The risk of infection is dependent on numerous factors. Larger and deeper wounds are more likely to become infected than smaller, superficial wounds. Hand wounds also tend to have an increased risk of infection. Host factors, such as the presence of chronic illnesses or immune suppression, also play a role. The animal involved in the bite is important. Approximately 20% of dog-bite wounds become infected, whereas cat and human bites have a higher occurrence of infection.
Many different bacteria can be involved in bite wound infections. Both cats and dogs can carry staphylococci, streptococci, anaerobic species, and Pasteurella species. Humans carry staphylococci, streptococci. Haemophilus species, Eikenella species, and anaerobes.
The treatment of bite wounds starts with local care—cleaning, irrigation, and debridement. The primary closure of bite wounds is controversial, but obviously infected wounds should not be primarily closed. Tetanus vaccination should be updated in those patients at need. Animal control authorities should be contacted for guidance regarding rabies vaccination.
Patients with moderate to severe wounds from dog, cat, or human bites, who are seen early after the injury and without signs of active infection, should receive antibiotic prophylaxis for 3-5 days. Amoxicillin-clavulanate (Augmentin) given orally is an appropriate prophylaxis for most bite wounds. When cellulitis is present, longer courses of antibiotic, usually 7-14 days, are required. Hospitalization and surgical intervention may be required for more severe infections, osteomyelitis, joint infections, and in patients with complicating medical conditions.
[43.11 Which of the following therapeutic options is common to the treatment of both bee stings and bite wounds?
A. Antibiotic prophylaxis with amoxicillin-clavulanate
B. Antihistamines for itching
C. Tetanus vaccination
|43.2] A 22-year-old woman develops a progressively enlarging red. hot area on her leg following a yellow jacket sting. She sees you in the office a day after the sting and says that the lesion is still enlarging. Which of the following statements is true?

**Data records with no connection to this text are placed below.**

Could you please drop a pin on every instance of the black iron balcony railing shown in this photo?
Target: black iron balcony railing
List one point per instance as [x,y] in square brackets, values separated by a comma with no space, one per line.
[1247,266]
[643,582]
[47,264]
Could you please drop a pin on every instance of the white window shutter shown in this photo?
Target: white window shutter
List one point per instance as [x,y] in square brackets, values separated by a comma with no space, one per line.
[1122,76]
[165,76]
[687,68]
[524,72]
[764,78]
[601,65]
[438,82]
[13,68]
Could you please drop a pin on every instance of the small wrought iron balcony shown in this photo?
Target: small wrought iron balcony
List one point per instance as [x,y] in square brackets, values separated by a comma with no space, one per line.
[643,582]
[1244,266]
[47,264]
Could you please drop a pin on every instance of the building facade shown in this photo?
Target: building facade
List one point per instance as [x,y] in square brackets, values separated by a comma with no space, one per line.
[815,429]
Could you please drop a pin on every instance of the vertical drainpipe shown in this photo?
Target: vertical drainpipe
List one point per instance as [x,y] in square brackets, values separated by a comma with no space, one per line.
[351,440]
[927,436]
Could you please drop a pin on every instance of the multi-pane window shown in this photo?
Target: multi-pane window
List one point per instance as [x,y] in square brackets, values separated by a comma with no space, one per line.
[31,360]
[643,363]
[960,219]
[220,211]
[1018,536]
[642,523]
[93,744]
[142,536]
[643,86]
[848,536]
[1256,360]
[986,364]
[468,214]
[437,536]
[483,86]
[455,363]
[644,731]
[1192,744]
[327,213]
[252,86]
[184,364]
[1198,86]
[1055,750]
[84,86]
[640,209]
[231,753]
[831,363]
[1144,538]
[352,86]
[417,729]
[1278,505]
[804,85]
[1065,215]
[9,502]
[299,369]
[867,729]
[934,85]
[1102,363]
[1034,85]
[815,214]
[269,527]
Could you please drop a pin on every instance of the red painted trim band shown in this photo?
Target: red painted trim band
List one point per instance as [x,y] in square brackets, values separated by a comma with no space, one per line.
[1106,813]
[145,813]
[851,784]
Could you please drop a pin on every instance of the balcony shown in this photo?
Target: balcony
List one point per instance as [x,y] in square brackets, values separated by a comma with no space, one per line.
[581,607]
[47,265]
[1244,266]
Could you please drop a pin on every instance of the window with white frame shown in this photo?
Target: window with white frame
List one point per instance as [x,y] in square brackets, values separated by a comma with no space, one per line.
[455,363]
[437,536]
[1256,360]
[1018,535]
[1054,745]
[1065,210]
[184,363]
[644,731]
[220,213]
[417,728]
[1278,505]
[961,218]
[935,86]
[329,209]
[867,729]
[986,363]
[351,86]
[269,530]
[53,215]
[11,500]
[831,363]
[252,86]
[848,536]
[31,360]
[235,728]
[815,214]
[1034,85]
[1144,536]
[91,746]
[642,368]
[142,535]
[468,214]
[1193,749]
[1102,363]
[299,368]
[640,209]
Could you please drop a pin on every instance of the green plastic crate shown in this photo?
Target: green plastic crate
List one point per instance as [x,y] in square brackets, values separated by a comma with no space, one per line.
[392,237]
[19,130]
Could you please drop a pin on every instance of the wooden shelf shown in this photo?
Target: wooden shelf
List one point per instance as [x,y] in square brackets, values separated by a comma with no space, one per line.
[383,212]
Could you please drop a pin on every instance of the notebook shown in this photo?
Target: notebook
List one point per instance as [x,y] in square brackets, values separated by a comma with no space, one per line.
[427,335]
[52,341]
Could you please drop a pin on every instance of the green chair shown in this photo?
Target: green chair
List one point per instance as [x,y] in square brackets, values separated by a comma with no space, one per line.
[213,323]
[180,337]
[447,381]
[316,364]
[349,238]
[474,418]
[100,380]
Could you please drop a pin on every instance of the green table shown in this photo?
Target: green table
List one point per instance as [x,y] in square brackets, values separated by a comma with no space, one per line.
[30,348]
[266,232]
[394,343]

A. This is an IgE-mediated reaction.
B. This is cellulitis that should be treated with antibiotic.
C. She should be prescribed an epinephrine kit to use if she gets stung again.
D. This type of reaction is unlikely to happen if she were to get stung again.
[43.3] You see a 7-year-old boy a day after he was bitten by his pet dog. According to the mother, the dog bit the child after he snuck up on the dog and grabbed its tail. The dog has had all its vaccinations, including rabies. The child has had no fever, has full movement of the injured limb, and has no sign of neurologic or vascular injury. The wound is on the child's forearm, is not deep, and is not bleeding, but has developed about 2 cm of erythema surrounding the site. Which of the following is the most appropriate treatment?
A. Hospitalization for IV antibiotic
B. Oral amoxicillin-clavulanate for 3-5 days
C. Oral amoxicillin-clavulanate for 7-14 days
D. Local care without any antibiotic
[43.1] C. Tetanus vaccination is common to the management of both bee stings and bite wounds. Bee stings rarely become infected and do not require antibiotic therapy.
[43.2] A. This patient is having a large, local reaction to her sting. This is an IgE-mediated reaction. It may respond to a course of oral steroid. There is at least a 50% chance that a similar reaction will occur if she were stung again, but she is unlikely to develop anaphylactic reactions in the future.
[43.3] C. This child is developing cellulitis from the bite wound. Based on his presentation, he does not appear to require hospitalization. He can be treated with oral antibiotics for 1-2 weeks.